Lors de cette dernière pause, je ressens alors de nouveau arriver la fatigue à grand pas, je décide d’anticiper et de faire une sieste pour finir sous les chapeaux de roues et avoir suffisamment de ressources pour aller chercher une place de mieux si l’occasion se présentait. Oui mais, la fatigue m’a vraiment cassé et la sieste s’est un peu prolongée ! Heureusement, ma compagne et Mathieu qui me soutiennent sont là pour me secouer et me remotiver. Je remonte péniblement sur le vélo grâce à eux. Après quelques minutes, les jambes et le souffle reviennent, je suis de nouveau lancé. Les 2 derniers tours sont bouclés à bonne allure me permettant de finir mes premiers 24h solo à la 7e place dans ce championnat du monde Master 30-34 ans amateur avec 23 tours en 17 heures de pédalage environ.

Alors, évidemment, on peut toujours faire mieux, mais je suis heureux d’avoir été au bout, d’avoir eu le support de ma famille, de mes amis et de mon super staff. J’ai de nouveau beaucoup appris et serais prêt à tenter de nouveau l’expérience quand elle se présentera.


Côté Elite, l’australien Jason English (Pivot Jetblack Fizo Team) favori avec ses 5 titres acquis, a été battu. Le canadien, Cory Wallace (Kona Factory Team) l’emporte avec 1 tour d’avance. Et alors attention pour les statistiques : 38 tours parcourus, soit 380km et 23h48 sur la selle… sans pause ! Voici ses impressions :
Je viens du hockey sur glace, où le grondement des spectateurs sont très importants. Rouler ici, à Finale Ligure, c’est vraiment palpitant, sentir l’enthousiasme des gens le long du parcours ajoute une solide motivation. J’ai pris un départ prudent jusqu’à ce que la température ambiante baisse, afin de trouver mon tempo. Les jambes étaient bonnes, dès que j’ai aperçu quelques nuages arriver puis une fois la nuit tombée, je suis passé à l’attaque et j’ai pu imposer ma vitesse. »

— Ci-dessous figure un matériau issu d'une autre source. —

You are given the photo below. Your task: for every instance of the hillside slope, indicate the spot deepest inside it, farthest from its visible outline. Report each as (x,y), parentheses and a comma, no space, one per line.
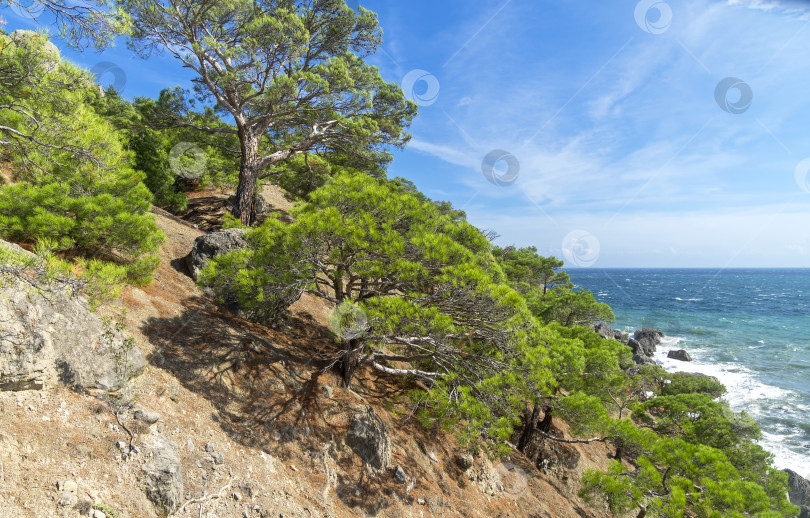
(259,424)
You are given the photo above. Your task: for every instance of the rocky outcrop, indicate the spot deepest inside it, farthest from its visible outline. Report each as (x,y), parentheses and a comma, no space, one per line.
(50,337)
(643,359)
(621,336)
(648,339)
(210,245)
(603,330)
(798,489)
(679,354)
(368,437)
(163,476)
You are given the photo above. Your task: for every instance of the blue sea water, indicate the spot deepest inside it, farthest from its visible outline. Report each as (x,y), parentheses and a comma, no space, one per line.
(748,327)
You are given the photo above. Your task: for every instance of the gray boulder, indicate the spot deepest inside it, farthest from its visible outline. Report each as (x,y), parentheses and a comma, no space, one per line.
(260,206)
(621,336)
(464,461)
(163,477)
(680,354)
(643,359)
(50,337)
(368,437)
(798,489)
(604,330)
(210,245)
(649,339)
(635,346)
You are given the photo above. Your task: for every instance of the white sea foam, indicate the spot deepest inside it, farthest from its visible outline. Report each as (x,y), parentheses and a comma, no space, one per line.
(745,393)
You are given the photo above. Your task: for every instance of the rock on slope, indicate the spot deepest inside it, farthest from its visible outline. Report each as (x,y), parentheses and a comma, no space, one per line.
(259,428)
(51,337)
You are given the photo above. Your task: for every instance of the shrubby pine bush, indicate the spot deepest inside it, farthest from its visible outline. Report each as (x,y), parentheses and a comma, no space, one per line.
(73,185)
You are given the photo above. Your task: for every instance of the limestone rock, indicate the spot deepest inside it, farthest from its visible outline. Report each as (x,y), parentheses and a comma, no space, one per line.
(798,489)
(648,338)
(642,359)
(52,338)
(621,336)
(604,330)
(486,477)
(260,206)
(400,475)
(680,354)
(464,461)
(368,437)
(146,416)
(210,245)
(163,480)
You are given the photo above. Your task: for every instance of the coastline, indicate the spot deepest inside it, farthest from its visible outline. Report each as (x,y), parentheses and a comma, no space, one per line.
(742,388)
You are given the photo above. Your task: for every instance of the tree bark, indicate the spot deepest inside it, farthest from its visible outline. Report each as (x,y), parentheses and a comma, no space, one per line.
(528,430)
(350,359)
(545,424)
(248,175)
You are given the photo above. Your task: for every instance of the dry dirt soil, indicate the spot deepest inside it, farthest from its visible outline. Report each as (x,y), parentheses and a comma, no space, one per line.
(266,400)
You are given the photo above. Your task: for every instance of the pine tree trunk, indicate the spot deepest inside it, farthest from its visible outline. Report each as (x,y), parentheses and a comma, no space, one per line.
(248,176)
(349,360)
(529,428)
(545,424)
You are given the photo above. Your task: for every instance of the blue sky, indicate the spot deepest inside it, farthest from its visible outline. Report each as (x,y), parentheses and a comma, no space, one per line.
(628,154)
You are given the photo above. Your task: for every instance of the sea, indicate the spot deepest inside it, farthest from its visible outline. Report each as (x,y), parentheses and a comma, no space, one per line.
(750,328)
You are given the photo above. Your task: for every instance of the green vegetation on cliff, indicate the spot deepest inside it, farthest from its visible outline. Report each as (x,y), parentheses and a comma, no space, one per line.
(498,339)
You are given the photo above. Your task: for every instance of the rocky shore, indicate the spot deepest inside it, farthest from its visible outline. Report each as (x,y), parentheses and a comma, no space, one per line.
(644,343)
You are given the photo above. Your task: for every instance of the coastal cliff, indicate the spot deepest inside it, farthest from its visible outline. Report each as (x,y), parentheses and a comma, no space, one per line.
(232,419)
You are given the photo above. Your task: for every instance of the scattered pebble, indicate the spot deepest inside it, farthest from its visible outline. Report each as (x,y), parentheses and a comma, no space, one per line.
(399,474)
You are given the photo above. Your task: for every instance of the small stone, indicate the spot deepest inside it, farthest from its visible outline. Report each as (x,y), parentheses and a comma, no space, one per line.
(68,500)
(399,474)
(464,461)
(146,417)
(67,486)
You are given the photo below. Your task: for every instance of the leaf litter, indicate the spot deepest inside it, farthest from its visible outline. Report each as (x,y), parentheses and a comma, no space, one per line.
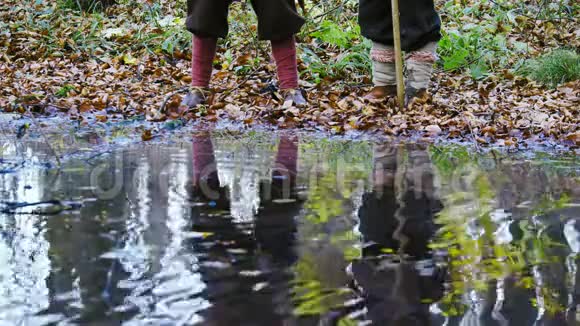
(501,109)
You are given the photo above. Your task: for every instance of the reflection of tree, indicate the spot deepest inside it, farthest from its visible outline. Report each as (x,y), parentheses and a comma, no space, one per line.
(504,239)
(246,247)
(396,276)
(337,174)
(24,261)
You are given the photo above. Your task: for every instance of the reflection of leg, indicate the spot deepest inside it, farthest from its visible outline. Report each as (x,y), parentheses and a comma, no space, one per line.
(275,226)
(206,185)
(284,173)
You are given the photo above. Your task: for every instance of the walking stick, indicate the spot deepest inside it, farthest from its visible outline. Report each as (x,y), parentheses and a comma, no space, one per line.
(398,54)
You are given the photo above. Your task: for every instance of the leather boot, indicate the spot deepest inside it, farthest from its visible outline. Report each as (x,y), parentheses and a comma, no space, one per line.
(413,94)
(294,97)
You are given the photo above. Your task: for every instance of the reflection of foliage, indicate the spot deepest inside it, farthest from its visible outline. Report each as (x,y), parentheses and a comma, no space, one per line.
(470,222)
(329,208)
(311,295)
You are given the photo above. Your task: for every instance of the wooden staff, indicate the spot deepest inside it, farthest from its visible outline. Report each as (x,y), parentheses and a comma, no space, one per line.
(398,54)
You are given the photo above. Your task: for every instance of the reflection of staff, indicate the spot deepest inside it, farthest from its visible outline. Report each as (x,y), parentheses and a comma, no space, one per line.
(398,53)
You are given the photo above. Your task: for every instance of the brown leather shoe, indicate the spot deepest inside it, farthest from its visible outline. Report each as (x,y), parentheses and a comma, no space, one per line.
(293,97)
(379,93)
(413,94)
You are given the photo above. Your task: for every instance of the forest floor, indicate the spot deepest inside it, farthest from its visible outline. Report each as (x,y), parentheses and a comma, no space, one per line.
(132,60)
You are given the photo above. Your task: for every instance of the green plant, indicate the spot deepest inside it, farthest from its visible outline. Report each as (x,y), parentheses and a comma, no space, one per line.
(64,90)
(553,68)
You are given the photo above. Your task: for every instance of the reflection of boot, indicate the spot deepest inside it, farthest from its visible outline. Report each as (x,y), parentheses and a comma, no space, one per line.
(205,187)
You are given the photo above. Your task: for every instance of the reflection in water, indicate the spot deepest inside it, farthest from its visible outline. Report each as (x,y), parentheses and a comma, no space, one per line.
(285,231)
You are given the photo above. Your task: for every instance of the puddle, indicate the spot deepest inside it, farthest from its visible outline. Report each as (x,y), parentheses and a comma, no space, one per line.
(274,229)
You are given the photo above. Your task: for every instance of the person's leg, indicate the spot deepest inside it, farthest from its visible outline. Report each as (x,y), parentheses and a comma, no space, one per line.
(207,21)
(203,53)
(384,72)
(420,67)
(284,53)
(278,21)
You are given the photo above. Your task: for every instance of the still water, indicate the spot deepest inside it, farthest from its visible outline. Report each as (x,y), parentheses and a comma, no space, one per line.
(263,229)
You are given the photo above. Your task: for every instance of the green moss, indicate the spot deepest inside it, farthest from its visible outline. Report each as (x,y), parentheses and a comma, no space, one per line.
(554,68)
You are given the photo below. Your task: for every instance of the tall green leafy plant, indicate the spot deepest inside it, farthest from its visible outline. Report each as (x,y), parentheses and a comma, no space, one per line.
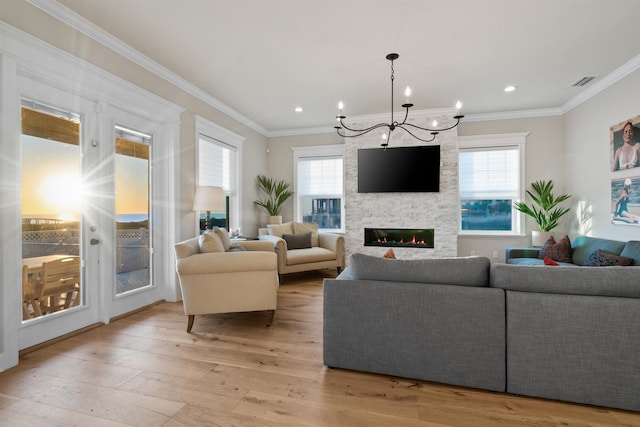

Notre français engagé en Elite, Joachim Mendler n’aura malheureusement pas pu défendre ses chances de podium, comme en Australie l’année précédente, le stress l’ayant envahi peu après le départ et provoquant quelques problèmes d’estomac alors qu’il était parfaitement lancé en tête de la course avec Jason English.
Il s’est cependant accroché jusqu’au bout, parcourant 31 tours et finissant à la 13e place Elite.

Avec 32 tours au compteur, côté Femme Elite, l’Italienne Gaia Ravaioli n’a pas démérité et devient par la même occasion la première italienne championne du monde 24h Solo Elite.

Même nombre de tours pour l’anglais Steve Day qui l’emporte en catégorie Singlespeed. Impressionnant.


Un week-end parfaitement clôturé, une organisation rondement menée comme chaque année avec son service de restauration sur place, ses concerts et quelques exposants, douches et toilettes à disposition, des italiens survoltés dans le Tobogga et un vrai circuit de VTT toujours au top, il ne me restait plus qu’à plonger dans la Méditerranée et profiter du centre ville et de ses petits restaurants typiques italiens avant de rentrer. Seul bémol, toujours ce chronométrage à améliorer, car malgré les puces individuelles sur chaque coureur et les pointages intermédiaires, l’affichage papier tarde chaque année avant d’être affiché (presque à la mi-course !?) alors qu’un affichage numérique en temps réel sur écran serait largement possible.